Cuando los bancos centrales se vuelven verdes

NUEVA YORK – Confrontados con la cuestión del cambio climático, los bancos centrales enfrentan una cantidad de interrogantes. ¿Los responsables de las políticas monetarias (y otros reguladores y supervisores financieros) deberían centrarse en las implicancias del cambio climático en la estabilidad financiera? ¿Deberían tratar al cambio climático como una potencial amenaza para su capacidad a la hora de aplicar sus mandatos macroeconómicos de pleno empleo y/o estabilidad de precios? ¿Mitigar las consecuencias adversas del cambio climático debería convertirse en un objetivo de política monetaria explícito?

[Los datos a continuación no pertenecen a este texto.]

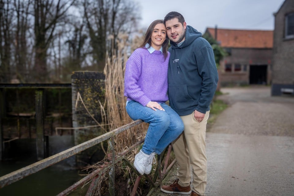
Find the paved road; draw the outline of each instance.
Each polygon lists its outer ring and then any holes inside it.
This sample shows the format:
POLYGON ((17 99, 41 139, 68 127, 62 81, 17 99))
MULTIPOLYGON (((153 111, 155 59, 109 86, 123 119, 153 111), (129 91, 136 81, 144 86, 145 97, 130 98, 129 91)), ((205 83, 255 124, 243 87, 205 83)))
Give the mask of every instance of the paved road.
POLYGON ((207 196, 294 195, 294 97, 268 87, 221 91, 230 105, 207 130, 207 196))

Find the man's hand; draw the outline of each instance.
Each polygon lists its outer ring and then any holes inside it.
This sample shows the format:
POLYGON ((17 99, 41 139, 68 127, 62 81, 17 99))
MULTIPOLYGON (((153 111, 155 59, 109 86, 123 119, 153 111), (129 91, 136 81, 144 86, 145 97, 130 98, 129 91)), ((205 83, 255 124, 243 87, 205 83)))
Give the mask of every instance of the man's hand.
POLYGON ((155 110, 155 111, 156 111, 156 109, 155 109, 156 108, 157 108, 160 110, 165 111, 164 109, 162 108, 161 106, 159 104, 155 101, 149 101, 148 102, 148 103, 147 104, 147 105, 146 105, 146 107, 150 107, 153 110, 155 110))
POLYGON ((204 118, 204 116, 205 115, 205 114, 201 113, 197 110, 195 110, 194 113, 194 117, 195 118, 196 120, 199 123, 203 120, 204 118))

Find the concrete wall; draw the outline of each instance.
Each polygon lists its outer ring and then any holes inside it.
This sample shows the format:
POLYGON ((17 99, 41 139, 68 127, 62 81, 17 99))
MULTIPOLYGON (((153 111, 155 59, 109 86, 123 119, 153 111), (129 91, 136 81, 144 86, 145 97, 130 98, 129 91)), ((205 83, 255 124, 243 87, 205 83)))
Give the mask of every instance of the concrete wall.
MULTIPOLYGON (((294 90, 294 38, 285 38, 285 15, 294 13, 294 1, 286 0, 275 14, 273 33, 272 94, 284 93, 282 89, 294 90)), ((294 94, 294 92, 290 93, 294 94)))
MULTIPOLYGON (((104 102, 104 75, 96 72, 76 72, 73 74, 71 78, 73 127, 77 128, 97 125, 91 115, 99 123, 102 123, 98 100, 102 104, 104 102), (80 99, 76 107, 78 93, 80 94, 89 114, 80 99)), ((99 126, 75 129, 74 144, 78 145, 105 133, 99 126)), ((104 157, 104 154, 101 150, 101 146, 97 145, 99 146, 93 146, 83 151, 76 156, 78 166, 83 166, 84 163, 92 164, 104 157)))

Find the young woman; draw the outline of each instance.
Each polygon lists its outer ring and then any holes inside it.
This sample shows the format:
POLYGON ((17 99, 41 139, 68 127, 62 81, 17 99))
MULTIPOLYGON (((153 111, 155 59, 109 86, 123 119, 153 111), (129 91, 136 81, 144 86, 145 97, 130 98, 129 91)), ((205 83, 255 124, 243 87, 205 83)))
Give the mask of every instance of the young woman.
POLYGON ((168 100, 168 41, 163 21, 155 21, 126 65, 127 112, 133 120, 149 123, 144 144, 135 156, 134 165, 141 175, 150 173, 154 155, 161 153, 184 130, 181 118, 165 103, 168 100))

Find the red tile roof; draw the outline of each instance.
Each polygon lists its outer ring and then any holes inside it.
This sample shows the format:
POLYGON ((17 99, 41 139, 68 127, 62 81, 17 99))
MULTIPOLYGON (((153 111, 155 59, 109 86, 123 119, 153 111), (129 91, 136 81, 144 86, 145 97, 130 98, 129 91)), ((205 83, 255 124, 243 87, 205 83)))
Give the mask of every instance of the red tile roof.
MULTIPOLYGON (((208 32, 215 38, 214 28, 207 28, 208 32)), ((217 28, 217 41, 225 47, 272 48, 273 31, 217 28)))

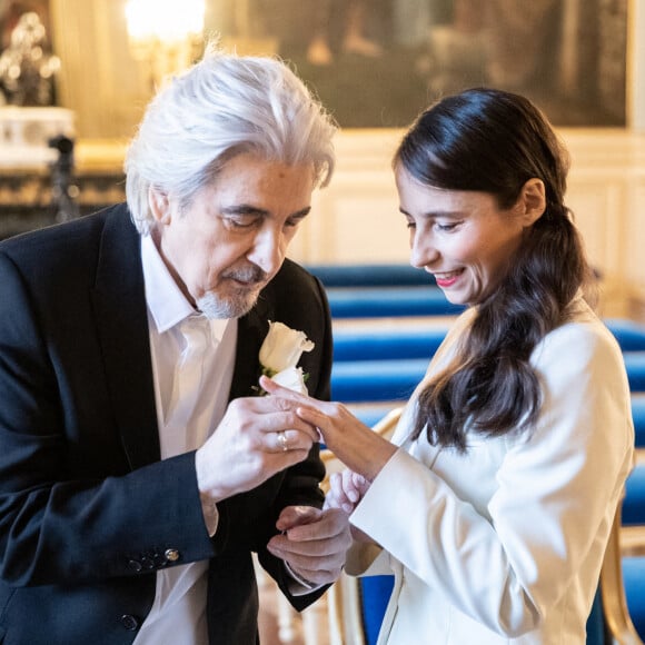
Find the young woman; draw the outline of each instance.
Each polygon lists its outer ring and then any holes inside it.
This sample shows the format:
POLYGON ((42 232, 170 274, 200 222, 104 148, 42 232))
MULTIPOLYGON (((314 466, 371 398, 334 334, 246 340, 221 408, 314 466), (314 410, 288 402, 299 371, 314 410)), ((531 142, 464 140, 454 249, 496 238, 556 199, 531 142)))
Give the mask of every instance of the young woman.
POLYGON ((567 155, 525 98, 430 107, 394 160, 411 264, 468 305, 388 443, 291 395, 348 466, 346 570, 395 574, 379 644, 583 645, 633 460, 621 350, 588 299, 567 155))

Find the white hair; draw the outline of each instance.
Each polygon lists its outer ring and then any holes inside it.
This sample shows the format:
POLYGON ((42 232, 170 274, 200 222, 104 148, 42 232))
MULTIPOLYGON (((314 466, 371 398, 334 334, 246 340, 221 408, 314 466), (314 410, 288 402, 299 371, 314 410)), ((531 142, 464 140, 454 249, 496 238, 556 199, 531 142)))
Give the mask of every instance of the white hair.
POLYGON ((181 205, 242 152, 287 165, 311 163, 329 182, 337 127, 305 83, 277 58, 225 53, 204 58, 152 99, 126 153, 126 197, 141 234, 153 224, 150 188, 181 205))

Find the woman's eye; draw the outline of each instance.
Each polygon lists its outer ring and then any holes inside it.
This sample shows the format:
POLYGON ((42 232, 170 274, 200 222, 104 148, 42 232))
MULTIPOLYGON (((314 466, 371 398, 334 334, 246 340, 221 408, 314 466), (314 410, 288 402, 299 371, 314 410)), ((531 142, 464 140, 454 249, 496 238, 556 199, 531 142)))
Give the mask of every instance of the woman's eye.
POLYGON ((459 226, 459 222, 456 222, 456 221, 453 221, 450 224, 437 222, 435 226, 437 227, 438 230, 440 230, 443 232, 450 232, 452 230, 455 230, 457 228, 457 226, 459 226))

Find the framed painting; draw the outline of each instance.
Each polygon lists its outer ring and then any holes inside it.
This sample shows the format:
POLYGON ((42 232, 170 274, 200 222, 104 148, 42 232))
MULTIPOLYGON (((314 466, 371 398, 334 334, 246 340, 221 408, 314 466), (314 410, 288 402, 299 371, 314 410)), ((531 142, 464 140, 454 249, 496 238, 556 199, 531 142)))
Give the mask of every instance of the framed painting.
POLYGON ((0 99, 21 107, 56 103, 49 0, 0 0, 0 99))
POLYGON ((345 128, 407 126, 474 86, 560 127, 626 125, 627 0, 215 0, 207 31, 289 60, 345 128))

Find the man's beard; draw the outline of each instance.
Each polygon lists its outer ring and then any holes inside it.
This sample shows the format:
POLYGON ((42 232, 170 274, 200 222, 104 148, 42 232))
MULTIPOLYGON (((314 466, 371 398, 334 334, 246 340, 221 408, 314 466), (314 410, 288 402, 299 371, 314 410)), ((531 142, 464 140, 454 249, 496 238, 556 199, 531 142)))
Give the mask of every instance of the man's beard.
POLYGON ((208 292, 197 300, 197 308, 209 319, 240 318, 248 314, 258 299, 259 291, 251 291, 238 298, 221 298, 208 292))
POLYGON ((238 288, 229 297, 222 297, 215 291, 208 291, 196 301, 197 308, 209 319, 215 318, 240 318, 248 314, 257 302, 260 289, 252 289, 252 286, 265 284, 267 274, 258 267, 247 270, 239 269, 230 271, 224 276, 249 285, 249 288, 238 288))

Al considerar estas cuestiones, es importante recordar que existen dos tipos distintos de riesgos financieros asociados al cambio climático. El primero incluye los riesgos de la transición o mitigación que surgen a partir de un cambio exitoso a un futuro con menos emisiones de carbono. Por ejemplo, las políticas de mitigación climática y de energías verdes podrían resultar en activos bloqueados –por caso, las reservas de combustibles fósiles- cuyo valor decaería marcadamente, debido a un cambio fundamental en la demanda generado por la legislación, la regulación, la tributación, la tecnología, los gustos y demás.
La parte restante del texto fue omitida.